The results of the NPV analysis show that negative net present values are obtained at a 15% discount rate when the station availabilities are 90% and 94%, respectively, as shown in Figure 11. However, a station availability of 98% yields a positive net present value for the project. Consequently, a 98% station availability is more economically viable among the three different values of availability. It will lead to a lower risk and uncertainty in investment in the compressor station and pipeline project. The results obtained have shown the importance of incorporating an availability analysis into the pipeline TERA.

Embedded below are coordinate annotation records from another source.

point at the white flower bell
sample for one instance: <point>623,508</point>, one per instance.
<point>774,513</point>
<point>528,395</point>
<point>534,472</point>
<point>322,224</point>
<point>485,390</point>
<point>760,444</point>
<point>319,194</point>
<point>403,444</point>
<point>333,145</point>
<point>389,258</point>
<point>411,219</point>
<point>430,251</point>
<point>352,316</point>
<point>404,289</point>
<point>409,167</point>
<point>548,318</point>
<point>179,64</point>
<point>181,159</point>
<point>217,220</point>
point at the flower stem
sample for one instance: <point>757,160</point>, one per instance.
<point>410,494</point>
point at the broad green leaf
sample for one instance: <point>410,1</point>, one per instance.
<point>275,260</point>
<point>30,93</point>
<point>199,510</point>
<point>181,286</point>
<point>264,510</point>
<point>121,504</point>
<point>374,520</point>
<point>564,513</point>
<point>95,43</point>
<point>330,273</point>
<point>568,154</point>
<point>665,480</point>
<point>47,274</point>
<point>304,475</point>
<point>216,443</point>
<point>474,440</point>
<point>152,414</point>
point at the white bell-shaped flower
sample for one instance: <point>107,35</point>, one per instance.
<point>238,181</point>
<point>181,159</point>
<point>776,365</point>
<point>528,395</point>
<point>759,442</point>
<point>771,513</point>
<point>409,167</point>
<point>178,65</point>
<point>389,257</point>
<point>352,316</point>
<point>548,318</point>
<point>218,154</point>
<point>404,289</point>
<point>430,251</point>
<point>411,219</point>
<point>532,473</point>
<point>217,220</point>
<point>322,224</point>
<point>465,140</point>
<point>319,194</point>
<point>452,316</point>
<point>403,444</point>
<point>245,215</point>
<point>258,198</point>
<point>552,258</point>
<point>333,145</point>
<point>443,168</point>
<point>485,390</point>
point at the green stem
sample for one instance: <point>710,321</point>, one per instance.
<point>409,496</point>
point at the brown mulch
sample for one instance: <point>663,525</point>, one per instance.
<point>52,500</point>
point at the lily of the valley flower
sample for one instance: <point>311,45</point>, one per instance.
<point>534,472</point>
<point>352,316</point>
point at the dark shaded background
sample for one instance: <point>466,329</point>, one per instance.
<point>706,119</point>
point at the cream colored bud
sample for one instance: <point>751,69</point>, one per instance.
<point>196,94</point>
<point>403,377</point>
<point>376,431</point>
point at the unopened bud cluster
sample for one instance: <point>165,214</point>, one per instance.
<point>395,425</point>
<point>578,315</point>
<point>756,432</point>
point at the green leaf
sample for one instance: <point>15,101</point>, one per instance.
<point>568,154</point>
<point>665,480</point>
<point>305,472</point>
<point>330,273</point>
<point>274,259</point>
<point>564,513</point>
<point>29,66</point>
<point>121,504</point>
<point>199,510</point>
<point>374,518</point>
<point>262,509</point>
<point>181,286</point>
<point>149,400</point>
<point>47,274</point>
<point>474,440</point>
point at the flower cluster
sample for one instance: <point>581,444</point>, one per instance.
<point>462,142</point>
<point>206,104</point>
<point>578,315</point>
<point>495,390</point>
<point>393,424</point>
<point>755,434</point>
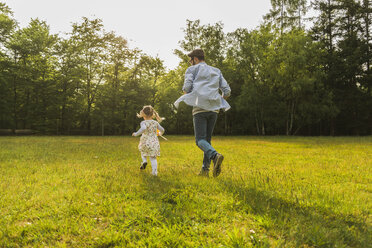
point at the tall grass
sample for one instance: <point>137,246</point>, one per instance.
<point>272,192</point>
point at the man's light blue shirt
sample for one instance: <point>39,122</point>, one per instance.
<point>202,85</point>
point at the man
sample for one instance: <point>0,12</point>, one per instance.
<point>201,90</point>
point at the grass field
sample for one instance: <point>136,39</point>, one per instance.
<point>272,192</point>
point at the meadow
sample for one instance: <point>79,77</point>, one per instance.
<point>272,192</point>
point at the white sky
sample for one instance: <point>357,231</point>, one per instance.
<point>154,26</point>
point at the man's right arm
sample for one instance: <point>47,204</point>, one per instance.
<point>224,86</point>
<point>189,79</point>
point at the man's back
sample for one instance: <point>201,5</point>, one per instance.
<point>202,83</point>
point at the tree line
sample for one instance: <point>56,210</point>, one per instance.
<point>286,79</point>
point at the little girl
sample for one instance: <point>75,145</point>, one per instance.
<point>149,144</point>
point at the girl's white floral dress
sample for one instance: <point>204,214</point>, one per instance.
<point>149,142</point>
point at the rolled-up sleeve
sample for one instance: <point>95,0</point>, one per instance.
<point>189,79</point>
<point>224,86</point>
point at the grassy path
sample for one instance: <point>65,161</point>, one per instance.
<point>272,192</point>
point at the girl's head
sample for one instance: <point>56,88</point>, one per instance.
<point>149,112</point>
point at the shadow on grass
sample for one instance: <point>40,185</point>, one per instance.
<point>301,226</point>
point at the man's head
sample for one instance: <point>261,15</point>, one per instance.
<point>196,56</point>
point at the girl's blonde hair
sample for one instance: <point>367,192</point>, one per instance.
<point>149,111</point>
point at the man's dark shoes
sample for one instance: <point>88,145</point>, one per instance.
<point>217,163</point>
<point>203,173</point>
<point>143,165</point>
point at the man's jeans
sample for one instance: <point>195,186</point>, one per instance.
<point>203,128</point>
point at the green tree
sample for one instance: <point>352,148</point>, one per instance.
<point>91,40</point>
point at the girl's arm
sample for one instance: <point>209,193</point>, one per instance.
<point>161,129</point>
<point>141,130</point>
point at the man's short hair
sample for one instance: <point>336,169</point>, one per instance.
<point>198,53</point>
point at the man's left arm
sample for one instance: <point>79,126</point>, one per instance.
<point>224,86</point>
<point>189,79</point>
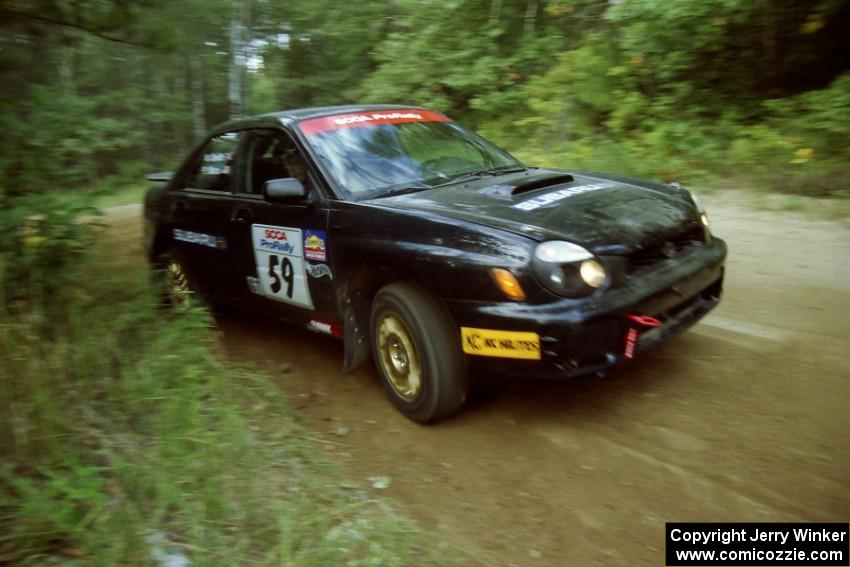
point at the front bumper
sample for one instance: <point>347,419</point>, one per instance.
<point>588,335</point>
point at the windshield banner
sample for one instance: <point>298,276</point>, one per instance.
<point>376,117</point>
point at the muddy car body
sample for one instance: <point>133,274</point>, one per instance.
<point>413,239</point>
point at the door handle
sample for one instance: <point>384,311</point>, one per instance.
<point>241,215</point>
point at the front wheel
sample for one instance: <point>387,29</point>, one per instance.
<point>416,348</point>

3.7. The Effects of Inflation on the Lifecycle Cost

Economic sensitivity analysis was carried out to assess the effect of inflation on the fuel cost, maintenance cost, and the project lifecycle cost using annual escalation rates of 0%, 2%, and 4%. The escalated annual fuel consumption cost for the scenarios is illustrated in Figure 12. The annual fuel cost remains constant each year because the engine is assumed to operate under clean conditions over its lifecycle. Therefore, these costs were discounted with the assumed discount rate of 15% to their present values to obtain the equivalent base cost for the reference year. Subsequently, annual escalation rates of 0%, 2%, and 4% were utilised to estimate the escalated fuel cost.

The results show an increase in fuel cost with increasing escalation rates due to the positive effect of annual inflation compared to the 0% escalation rate. However, the yearly decrease in fuel cost reveals the influence of the fluctuating natural gas prices in subsequent years.

Figure 13 illustrates the annual escalated maintenance cost for one of the scenarios. The annual maintenance cost remains constant each year because the engine is assumed to operate under clean conditions over its lifecycle. Therefore, these costs were discounted using an assumed discount rate of 15% to their present values to obtain the equivalent base cost for the reference year. Subsequently, annual escalation rates of 0%, 2%, and 4% were utilised to estimate the escalated maintenance cost.

The results show an increase in maintenance costs with increasing escalation rates due to the positive effect of annual inflation compared to the 0% escalation rate. The decrease in the maintenance costs is due to the discounted constant future yearly values to their present cost to obtain the equivalent base cost, thus reflecting the fluctuating costs in the following years. Hence, ensuring internal consistency of the discounting, inflation, and escalation assumptions utilised in this study.

The lifecycle cost at different escalation rates for the scenarios is illustrated in Figure 14. The lifecycle cost for scenario 1 was USD 22.24 billion for the 0% escalation rate. The lifecycle cost increases by 2.92% and 6.66% assuming 2% and 4% escalation rates, respectively. Similarly, the lifecycle cost for scenario 2 was USD 22.22 billion for the 0% escalation rate. The lifecycle cost increases by 2.92% and 6.64% assuming escalation rates of 2% and 4%, respectively.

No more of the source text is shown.